Monaghan hospital campaigners called last night for an investigation into the death of a man at the hospital a day after attempts to transfer him to three other hospitals for urgent surgery failed.
The 70-year-old man presented at Monaghan hospital on Thursday with a bleeding ulcer, and because the hospital is not allowed to carry out emergency surgery, it attempted to transfer him to Our Lady of Lourdes Hospital in Drogheda, where he had undergone previous surgery.
Our Lady of Lourdes had no intensive care bed available and suggested the patient be sent to Cavan General Hospital. However Cavan had no intensive care bed available either and could not accept him.
Staff at Monaghan hospital rang Drogheda again to no avail and then tried Beaumont Hospital in Dublin, but its intensive-care beds were also full.

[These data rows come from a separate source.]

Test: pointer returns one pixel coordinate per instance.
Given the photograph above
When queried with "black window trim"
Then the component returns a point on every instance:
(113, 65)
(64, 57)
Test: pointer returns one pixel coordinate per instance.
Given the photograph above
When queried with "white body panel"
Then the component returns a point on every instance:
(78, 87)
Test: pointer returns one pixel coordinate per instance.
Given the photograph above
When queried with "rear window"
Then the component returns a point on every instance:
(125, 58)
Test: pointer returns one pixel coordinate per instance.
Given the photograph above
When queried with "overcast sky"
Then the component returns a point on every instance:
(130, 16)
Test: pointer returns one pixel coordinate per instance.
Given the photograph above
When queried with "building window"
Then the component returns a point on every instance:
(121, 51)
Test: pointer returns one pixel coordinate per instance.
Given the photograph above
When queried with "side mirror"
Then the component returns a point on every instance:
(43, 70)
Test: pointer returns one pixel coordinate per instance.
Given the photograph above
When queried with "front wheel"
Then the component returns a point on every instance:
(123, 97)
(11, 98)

The patient continued to bleed and despite being transfused with several units of blood at Monaghan hospital, died there early yesterday.
The Monaghan Hospital Community Alliance said last night the circumstances of the man's death should be investigated. Spokesman Peadar McMahon said the rules meant staff at the hospital were unable to perform a procedure that could possibly have saved his life.
Mr McMahon and local GP Dr Illona Duffy, who have been campaigning for emergency surgery to be restored to Monaghan hospital, met Taoiseach Bertie Ahern in Castleblayney last night and appealed to him to do whatever he could to ensure this happened.
Mr McMahon said the Taoiseach seemed "very disturbed" when told about this latest death in Monaghan.
"We gathered from him that he will get somebody to talk to Prof Brendan Drumm [ chief executive of the Health Service Executive] about it," he said.
Dr Duffy said, in her opinion, if the 70-year-old man could have been operated on in Monaghan, his life could have been saved. "If nobody had a bed for him he should have been able to have been operated on in Monaghan to give him a fighting chance."
A number of consultant surgeons in the northeast recently wrote to the HSE appealing for Monaghan hospital to be put back on call for emergency surgery to take pressure off Cavan hospital. The HSE said this was not possible.
Yesterday's death in Monaghan is one of several which have being attributed to loss of services at Monaghan Hospital.
The most high-profile of these was the death of baby Bronagh Livingstone in December 200 within hours of her mother being forced to give birth to her in an ambulance on the way to Cavan hospital.